O Empresário que levantou um império e que viaja em jatinhos particulares, ou classe executiva, agora mudou de realidade, cabeça raspada e sem estudo superior o  ex-bilionário, preso pela Lava Jato, está em uma cela com outros seis homens presos pela maior operação anticorrupção já realizada no Brasil.

Eike Batista, chegou ao presídio Bandeira Estampa, no Complexo de Bangu, início da tarde de ontem (30) já de cabelo raspado. Bangu 9 tem capacidade para 541 presos e abriga 422. São contraventores, suspeitos de envolvimento com a milícia e quem não têm ligação com facções criminosas. Foi encaminhado a esse complexo por ter curso superior, Eike está dividindo a cela com outras seis pessoas, todas presas em fases anteriores da Lava Jato. As celas têm 15 metros quadrados, beliches de concreto, sem vaso sanitário, só um buraco no chão que serve de banheiro e um cano com água fria para o banho.
No mesmo complexo de presídios está Sérgio Cabral, em Bangu 8, para onde vão os detentos com diploma universitário.

Eike tinha sido levado para o presídio Ary Franco, mas devido a falta de segurança, a transferência para Bangu 9 foi determinada pela Secretaria de Administração Penitenciária do Rio, que admitiu não poder garantir a segurança do empresário.

A prisão de Eike Batista é preventiva.
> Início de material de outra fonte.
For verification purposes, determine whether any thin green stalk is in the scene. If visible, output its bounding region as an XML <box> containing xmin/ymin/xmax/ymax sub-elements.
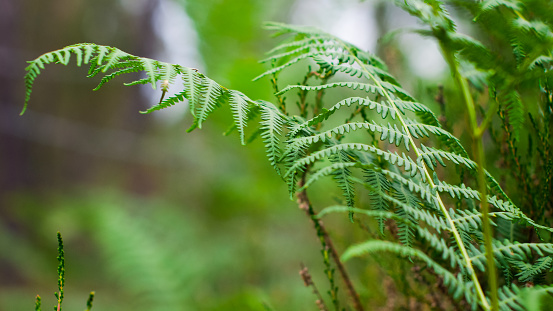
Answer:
<box><xmin>441</xmin><ymin>44</ymin><xmax>499</xmax><ymax>311</ymax></box>
<box><xmin>343</xmin><ymin>45</ymin><xmax>490</xmax><ymax>310</ymax></box>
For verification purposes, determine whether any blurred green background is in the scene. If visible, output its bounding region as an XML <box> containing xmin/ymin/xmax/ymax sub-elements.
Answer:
<box><xmin>0</xmin><ymin>0</ymin><xmax>452</xmax><ymax>311</ymax></box>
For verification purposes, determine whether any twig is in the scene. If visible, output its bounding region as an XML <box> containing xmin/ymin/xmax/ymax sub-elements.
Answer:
<box><xmin>297</xmin><ymin>174</ymin><xmax>364</xmax><ymax>311</ymax></box>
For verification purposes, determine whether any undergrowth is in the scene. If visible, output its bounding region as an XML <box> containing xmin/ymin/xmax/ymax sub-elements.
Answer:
<box><xmin>22</xmin><ymin>0</ymin><xmax>553</xmax><ymax>310</ymax></box>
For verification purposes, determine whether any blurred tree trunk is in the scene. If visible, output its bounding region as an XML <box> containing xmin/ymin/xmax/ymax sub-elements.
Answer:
<box><xmin>0</xmin><ymin>0</ymin><xmax>159</xmax><ymax>197</ymax></box>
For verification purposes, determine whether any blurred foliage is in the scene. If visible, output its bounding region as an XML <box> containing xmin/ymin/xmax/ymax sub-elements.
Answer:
<box><xmin>4</xmin><ymin>0</ymin><xmax>552</xmax><ymax>310</ymax></box>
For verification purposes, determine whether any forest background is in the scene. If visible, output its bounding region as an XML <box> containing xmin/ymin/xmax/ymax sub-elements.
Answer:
<box><xmin>0</xmin><ymin>0</ymin><xmax>508</xmax><ymax>310</ymax></box>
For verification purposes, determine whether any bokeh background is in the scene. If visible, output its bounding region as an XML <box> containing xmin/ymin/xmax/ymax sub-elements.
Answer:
<box><xmin>0</xmin><ymin>0</ymin><xmax>450</xmax><ymax>311</ymax></box>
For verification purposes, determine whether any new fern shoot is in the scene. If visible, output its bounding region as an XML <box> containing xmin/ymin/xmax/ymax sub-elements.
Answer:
<box><xmin>35</xmin><ymin>231</ymin><xmax>94</xmax><ymax>311</ymax></box>
<box><xmin>22</xmin><ymin>0</ymin><xmax>553</xmax><ymax>310</ymax></box>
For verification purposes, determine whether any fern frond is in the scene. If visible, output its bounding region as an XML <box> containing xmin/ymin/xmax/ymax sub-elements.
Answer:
<box><xmin>511</xmin><ymin>257</ymin><xmax>553</xmax><ymax>282</ymax></box>
<box><xmin>284</xmin><ymin>143</ymin><xmax>422</xmax><ymax>177</ymax></box>
<box><xmin>499</xmin><ymin>90</ymin><xmax>525</xmax><ymax>142</ymax></box>
<box><xmin>289</xmin><ymin>97</ymin><xmax>396</xmax><ymax>137</ymax></box>
<box><xmin>471</xmin><ymin>240</ymin><xmax>553</xmax><ymax>265</ymax></box>
<box><xmin>290</xmin><ymin>121</ymin><xmax>409</xmax><ymax>150</ymax></box>
<box><xmin>363</xmin><ymin>169</ymin><xmax>391</xmax><ymax>234</ymax></box>
<box><xmin>275</xmin><ymin>82</ymin><xmax>382</xmax><ymax>95</ymax></box>
<box><xmin>193</xmin><ymin>78</ymin><xmax>225</xmax><ymax>130</ymax></box>
<box><xmin>258</xmin><ymin>101</ymin><xmax>285</xmax><ymax>175</ymax></box>
<box><xmin>342</xmin><ymin>240</ymin><xmax>476</xmax><ymax>304</ymax></box>
<box><xmin>229</xmin><ymin>90</ymin><xmax>251</xmax><ymax>145</ymax></box>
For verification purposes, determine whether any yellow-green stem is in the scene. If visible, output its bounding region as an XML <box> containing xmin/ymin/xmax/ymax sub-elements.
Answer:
<box><xmin>343</xmin><ymin>40</ymin><xmax>490</xmax><ymax>310</ymax></box>
<box><xmin>441</xmin><ymin>44</ymin><xmax>499</xmax><ymax>311</ymax></box>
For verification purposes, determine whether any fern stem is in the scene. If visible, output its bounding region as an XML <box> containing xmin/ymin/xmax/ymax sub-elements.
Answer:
<box><xmin>343</xmin><ymin>45</ymin><xmax>488</xmax><ymax>310</ymax></box>
<box><xmin>440</xmin><ymin>46</ymin><xmax>499</xmax><ymax>311</ymax></box>
<box><xmin>297</xmin><ymin>174</ymin><xmax>364</xmax><ymax>311</ymax></box>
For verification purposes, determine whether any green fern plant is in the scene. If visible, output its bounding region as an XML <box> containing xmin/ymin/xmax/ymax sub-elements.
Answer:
<box><xmin>35</xmin><ymin>231</ymin><xmax>94</xmax><ymax>311</ymax></box>
<box><xmin>22</xmin><ymin>0</ymin><xmax>553</xmax><ymax>310</ymax></box>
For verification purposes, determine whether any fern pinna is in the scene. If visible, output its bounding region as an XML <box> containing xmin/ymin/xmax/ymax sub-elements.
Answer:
<box><xmin>24</xmin><ymin>15</ymin><xmax>553</xmax><ymax>309</ymax></box>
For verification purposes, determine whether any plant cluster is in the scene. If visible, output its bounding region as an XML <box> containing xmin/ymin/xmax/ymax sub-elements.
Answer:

Hoje a tarde ele presta depoimento aos investigadores da Lava Jato, na sede da Polícia Federal no Rio. O empresário está sendo acusado de corrupção ativa e lavagem de dinheiro e de ter pago ao ex-governador Sérgio Cabral propina de US$ 16,5 milhões, que equivale a cerca de R$ 52 milhões.

Os investigadores da Lava Jato no Rio dizem que o dinheiro pago a Sérgio Cabral saiu da conta de uma das empresas de Eike Batista no Panamá. Com um contrato falso da venda de uma mina de ouro, que agora, descobriu-se, fica na Colômbia, segundo o próprio empresário.

O avião pousou no Galeão às 9h54 da ontem (30). Eike Batista desembarcou antes de todo mundo, ao lado de policiais. Estava sem algemas, carregando um travesseiro e uma pequena mala.

Do Galeão foi ao IML, onde fez exame de corpo de delito. Foram os últimos passos antes da cadeia daquele que já foi o 7º homem mais rico do mundo.